ちなみに、西側から回遊してくるのを例に挙げただけで、東側からも回遊してきます。
図にあるようにナナメに回遊してきて、しばらく一文字沿いを群れで行動した後、釣り人からのプレッシャーや、ベイトを食い荒らした、またはベイトが散ったことによりどこかで再度沖へ離れていきます。
この時にAのエリアにいる方はボチボチ。Bのエリアにいる方は漏れなく爆釣。Cのエリアにいる方はボウズか数匹で終わるでしょう。
この場合、Bにいるド素人と、Cにいる名人では、Bにいるド素人のほうが釣果は良くなる傾向が強いと思われます。タチウオはそこに居さえすれば比較的簡単に釣り上げることが出来る魚だと思っています。
次に、複数の群れが同時に接岸するパターン
これもよくあるパターンでしょう。ある程度魚影の濃い日などは十分にあり得ます。
下図を見てください。
AからとBからの2ルートに分かれて2つの群れが同時に接岸するパターンです。
この時Aにいる人は爆釣。Bにいる人は爆釣か大爆釣、Cにいる人はまたもボウズか数匹です。
※例にしただけの回遊ルートなのでCが爆釣することも多々あります
接岸する群れは一つだけでなく、複数で接岸してくる可能性もあります。
また、入ってくる角度も西側からくるのか東側からくるのかは殆どわかりません。そして何時に入ってくるかも誰にもわかりません。

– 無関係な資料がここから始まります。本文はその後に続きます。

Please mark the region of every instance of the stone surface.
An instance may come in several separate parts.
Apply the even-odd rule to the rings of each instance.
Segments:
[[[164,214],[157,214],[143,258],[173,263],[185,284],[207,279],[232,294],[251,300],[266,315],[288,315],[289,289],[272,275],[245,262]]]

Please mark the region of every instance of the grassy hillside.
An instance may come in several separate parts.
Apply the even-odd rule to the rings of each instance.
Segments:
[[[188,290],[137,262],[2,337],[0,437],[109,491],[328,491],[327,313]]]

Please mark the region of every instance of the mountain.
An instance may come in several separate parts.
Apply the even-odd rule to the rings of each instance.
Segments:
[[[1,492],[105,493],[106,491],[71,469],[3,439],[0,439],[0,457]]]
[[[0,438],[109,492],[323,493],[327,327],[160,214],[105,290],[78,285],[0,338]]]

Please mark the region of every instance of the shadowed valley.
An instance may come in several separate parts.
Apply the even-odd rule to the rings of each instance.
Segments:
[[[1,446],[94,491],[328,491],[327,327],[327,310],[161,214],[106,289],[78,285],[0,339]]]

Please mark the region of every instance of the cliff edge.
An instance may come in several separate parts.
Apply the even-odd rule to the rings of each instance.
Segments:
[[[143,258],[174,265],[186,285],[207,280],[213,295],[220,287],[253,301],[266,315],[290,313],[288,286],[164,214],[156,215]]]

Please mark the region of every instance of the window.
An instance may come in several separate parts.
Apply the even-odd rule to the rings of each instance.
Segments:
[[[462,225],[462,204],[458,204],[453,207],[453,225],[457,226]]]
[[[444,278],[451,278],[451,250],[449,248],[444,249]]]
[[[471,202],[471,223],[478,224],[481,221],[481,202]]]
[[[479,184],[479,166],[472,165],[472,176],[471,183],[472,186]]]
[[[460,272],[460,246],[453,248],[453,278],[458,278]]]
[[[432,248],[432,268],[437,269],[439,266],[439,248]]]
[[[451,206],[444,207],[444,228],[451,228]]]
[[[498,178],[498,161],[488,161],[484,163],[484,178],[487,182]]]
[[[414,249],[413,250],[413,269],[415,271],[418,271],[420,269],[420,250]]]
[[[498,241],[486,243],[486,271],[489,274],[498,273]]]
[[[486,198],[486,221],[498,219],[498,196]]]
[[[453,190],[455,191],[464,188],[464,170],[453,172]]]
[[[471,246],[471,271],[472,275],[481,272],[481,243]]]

私の感覚では、Aにいる名人と、Bにいるド素人ならAにいる名人がギリギリ釣り勝つかなぁという印象です。そこに居さえすれば比較的簡単に釣れるタチウオも、手返しや技術で釣数には圧倒的な差がでるので、いくらBの魚影が濃いと言っても、Aにもそれなりの魚影の濃さがあるので、この場合は名人には釣り勝てません。
ただし、おそらくそれなりに嗜んでいる方なら名人と同じか、釣り勝つぐらいには迫れそうです。Cにはどんな釣り人がいてもBのド素人には絶対に勝てません。タチウオ釣りとは、そういうモノなのです。
群れの回遊には例外的なパターンも存在します
私が今シーズン(2017年)に経験した稀有な例外パターンがあります。
台風後です。下図のような感じになります。
群れが散り散り、ルートもめちゃくちゃ。性格の全然違う個体同士が入り乱れて、釣れる時間、タナの深さ、誘いのスピードなど全く統一性がなく、逆に言えば何をしても釣れる状況でした。
またさらに逆に言えば、普段はパターンを素早く見抜き、徹底的にやり切る名人と言えどもこれといったパターンが存在しない為、何をしても釣れる初心者と釣数が同じような状態に陥った日がありました。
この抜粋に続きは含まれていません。